Poster Paper: Greenhouse Gas Emissions, Food Costs, And Nutritional Quality Of U.S. Household Food Purchases By Share Of Spending On Meat: Implications For U.S. Consumers And Federal Nutrition Policy

Friday, November 3, 2017
Regency Ballroom (Hyatt Regency Chicago)

*Names in bold indicate Presenter

Rebecca L. Boehm1, Michele Ver Ploeg2, Parke Wilde3 and Sean B. Cash3, (1)University of Connecticut, (2)U.S. Department of Agriculture, (3)Tufts University


The production of meat and animal products has been shown to cause higher average greenhouse gas emissions (GHGEs) per kilogram than the production of plant-based foods. However, in the U.S. there is limited evidence on whether household diets that contain less meat result in lower GHGEs. It is also not known if these diets are nutritionally adequate and affordable for all U.S. households. Quantifying the GHGEs intensity at the diet level is essential for both consumer nutrition education efforts and for federal nutrition policy (i.e. the Dietary Guidelines for Americans (DGA)). This is because it has been estimated that the global food system generates a large share of total GHGEs and, at the same time climate change threatens to negatively impact the global food system’s ability to produce adequate levels of food. It is therefore imperative that research is conducted to determine if nutrition and climate change mitigation goals are in alignment.

The objective of this project is to determine if lower meat U.S. household food expenditures are as nutritionally adequate and affordable as food expenditures containing average amounts of meat. To achieve this objective food expenditure data from the U.S. Department of Agriculture’s National Household Food Acquisition and Purchase Survey (FoodAPS) was used to calculate weekly GHGEs of household food purchases and acquisitions using an Economic Input-Output Life Cycle Assessment. FoodAPS data provide a unique opportunity to achieve this project’s objective because it is the first ever nationally representative survey of disaggregated U.S. household food purchases and acquisitions.

FoodAPS households were grouped into quintiles based on the share of food spending on beef, pork, lamb, poultry, and seafood. The quintiles were defined as very low, low, medium, high, and very high meat expenditure shares. Comparison of weekly GHGEs, percent daily value of macro- and micronutrients purchased, Healthy Eating Index (HEI) score, and total food expenditures according to meat expenditure share quintiles was conducted using survey-design adjusted means and construction of joint 95% confidence intervals.

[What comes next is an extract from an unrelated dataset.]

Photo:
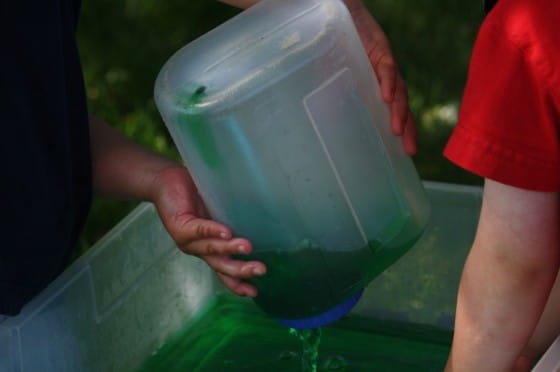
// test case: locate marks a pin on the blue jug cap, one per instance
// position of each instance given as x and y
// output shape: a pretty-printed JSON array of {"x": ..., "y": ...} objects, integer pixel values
[{"x": 325, "y": 318}]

Results show that households in the very low quintile (who spent <10.4% of their food budget on meat) had significantly lower GHGEs compared to households in all other quintiles (i.e. those who spent >10.4% of their food budget on meat). Households in the very low quintile spent 29% less on food and their expenditures contained less cholesterol and saturated fat than households in the medium quintile. However, very low meat expenditure share households purchased less than optimal levels of some micronutrients and minerals. No difference in HEI score was found across quintiles.

We conclude that lower meat food expenditures have a better GHGE profile and overall nutrition quality is not jeopardized by reduced meat spending, even if one considers the reduced purchase of some nutrients. Reduced spending on meats could also help households lower their food costs. These results provide evidence that environmental sustainability goals, such as climate change mitigation, are not necessarily at odds with prevailing nutrition advice to consumers or with federal dietary guidance such as the DGA.